White Suffolk is an Australian breed of meat sheep developed for Australian conditions. Work commenced on a breeding program in the mid-1970s with experimentation conducted by Professor E. Roberts (University of New South Wales). His aim was to produce a breed with the conformation, structure and growth of the Suffolk but with a white head, legs and body. Professor Roberts had observed that despite the Suffolk breed producing clearly the best lambs, it commanded only a small share of the Australian prime lamb market. The main reason for this reluctance was caused by the dark points and the reduced skin values, in which dropped prices dramatically. In the 1980s other breeders also took up the challenge to develop the breed with improved quality and numbers. It was then developed from breeding programs involving the Suffolk breed, initially, crossed with a white breed (mainly Poll Dorsets).

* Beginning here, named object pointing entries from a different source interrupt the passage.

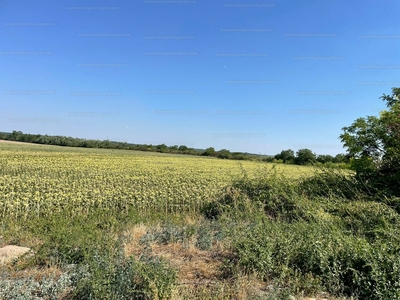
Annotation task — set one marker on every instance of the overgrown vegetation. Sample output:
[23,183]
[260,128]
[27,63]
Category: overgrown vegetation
[333,234]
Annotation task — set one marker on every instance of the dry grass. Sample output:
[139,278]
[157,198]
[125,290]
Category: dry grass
[200,273]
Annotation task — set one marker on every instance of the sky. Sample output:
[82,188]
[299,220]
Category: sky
[247,76]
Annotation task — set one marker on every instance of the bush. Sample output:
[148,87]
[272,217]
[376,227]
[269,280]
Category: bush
[127,278]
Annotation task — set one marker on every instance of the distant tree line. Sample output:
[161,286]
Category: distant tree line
[307,157]
[302,157]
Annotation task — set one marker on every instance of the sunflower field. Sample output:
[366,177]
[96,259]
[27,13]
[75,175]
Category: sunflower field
[40,180]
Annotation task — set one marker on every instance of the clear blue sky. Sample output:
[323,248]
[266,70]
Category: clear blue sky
[255,77]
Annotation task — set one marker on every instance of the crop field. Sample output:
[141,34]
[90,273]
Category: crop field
[119,224]
[36,179]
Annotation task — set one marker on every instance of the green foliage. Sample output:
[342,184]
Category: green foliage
[117,277]
[374,145]
[331,183]
[287,156]
[305,157]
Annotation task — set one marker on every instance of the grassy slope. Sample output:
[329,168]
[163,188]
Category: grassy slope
[266,237]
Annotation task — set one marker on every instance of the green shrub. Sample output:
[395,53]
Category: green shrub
[127,278]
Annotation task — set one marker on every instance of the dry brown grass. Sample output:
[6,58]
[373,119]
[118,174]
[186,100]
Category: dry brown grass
[200,273]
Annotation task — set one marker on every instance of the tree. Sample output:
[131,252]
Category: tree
[305,156]
[373,143]
[325,158]
[287,156]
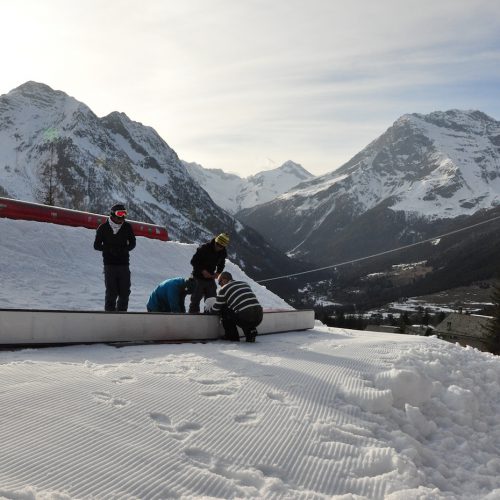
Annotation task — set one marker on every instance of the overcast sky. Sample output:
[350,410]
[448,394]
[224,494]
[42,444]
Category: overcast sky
[245,85]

The White Suffolk is producing good results in a variety of pastoral, mixed farming and higher rainfall districts.

In 1992 U.S. genetics became available and have now been infused into a percentage of White Suffolk studs. Artificial insemination is used by breeders to source superior genetics that are available to association members.

Associations
The Australian White Suffolk Association was established in 1985 and aims to produce a breed that has all the Suffolk characteristics except the black points, while maintaining the superior growth rate and ability to produce carcasses ideally suited to all sections in the meat industry.